For a pheochromocytoma, alpha blockers are used first to return your blood pressure back to within normal limits. Once your blood pressure is lowered, beta blockers can help control a rapid or irregular heartbeat. Any of these drugs may be used in preparation for surgery.
Surgery to remove an adrenal gland
The most common treatment for a pheochromocytoma is surgical removal of the entire affected adrenal gland. In most cases, signs and symptoms then disappear. Blood pressure usually returns to normal soon after surgery. Before surgery, your doctor will prescribe medications to block the effects of the adrenal hormones and control blood pressure. If both adrenal glands are affected by pheochromocytoma and are surgically removed, you'll need to take medication to replace the other hormones once produced by these glands.
Laparoscopic surgery an option
Depending on the size and location of the tumor, laparoscopic surgery may be performed. Laparoscopic surgery involves inserting instruments through several small incisions.
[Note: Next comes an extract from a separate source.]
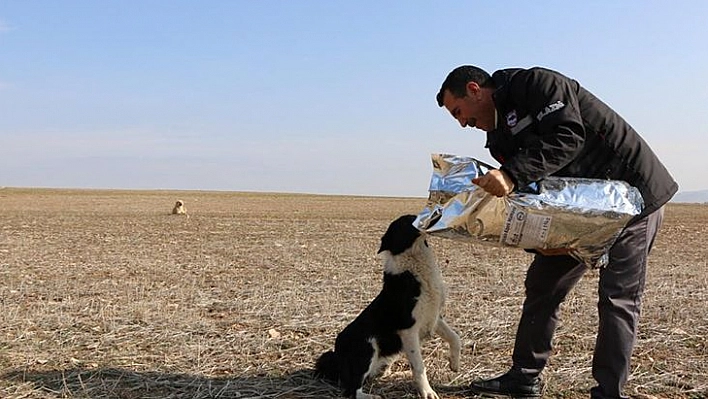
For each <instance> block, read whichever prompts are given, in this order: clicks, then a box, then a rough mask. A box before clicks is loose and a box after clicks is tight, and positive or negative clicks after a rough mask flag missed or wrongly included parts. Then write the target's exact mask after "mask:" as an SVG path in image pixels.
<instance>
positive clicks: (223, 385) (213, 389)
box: [0, 368, 464, 399]
mask: <svg viewBox="0 0 708 399" xmlns="http://www.w3.org/2000/svg"><path fill="white" fill-rule="evenodd" d="M0 379H2V380H4V381H5V382H6V383H10V384H12V385H20V384H24V385H31V387H25V389H26V390H29V391H30V392H26V391H25V392H17V394H18V396H17V397H32V396H31V391H41V392H42V393H43V395H42V397H52V396H54V395H55V396H56V397H57V398H67V397H68V398H90V399H108V398H111V399H143V398H160V399H187V398H189V399H207V398H229V399H246V398H251V399H255V398H285V399H287V398H293V399H304V398H337V397H339V392H340V391H339V389H338V388H336V387H334V386H332V385H330V384H328V383H326V382H324V381H321V380H318V379H316V378H314V377H313V375H312V371H311V370H299V371H295V372H293V373H290V374H286V375H280V376H270V375H264V376H240V377H235V376H228V377H223V378H222V377H203V376H196V375H191V374H170V373H163V372H152V371H146V372H137V371H133V370H127V369H120V368H103V369H81V368H74V369H67V370H49V371H31V370H30V371H27V370H16V371H11V372H7V373H5V374H3V375H0ZM375 384H376V387H375V388H374V390H375V391H377V392H376V393H378V394H381V395H383V396H384V397H396V398H403V397H406V398H415V397H416V393H415V390H414V387H413V384H412V381H409V380H408V381H403V380H399V381H391V382H390V383H387V382H384V381H380V380H379V381H377V382H376V383H375ZM394 384H395V385H394ZM434 389H435V390H436V391H437V392H438V393H439V394H446V393H447V394H461V393H463V392H464V390H463V389H462V388H460V387H444V386H437V387H434Z"/></svg>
This procedure may result in quicker recovery compared with conventional surgery, which requires a larger incision. Although it's becoming more widely used for pheochromocytoma, laparoscopic surgery isn't for everyone. Talk to your doctor about this less invasive technique to see if it's an option for you.
Surgery may not be possible
Sometimes surgery isn't an option because of the way the tumor is growing or because the tumor has spread (metastasized) to other parts of your body. If a pheochromocytoma is cancerous (malignant), treatment may go beyond medication and surgery to include radiation, chemotherapy or destroying the function (ablation) of arteries that supply blood to the tumor.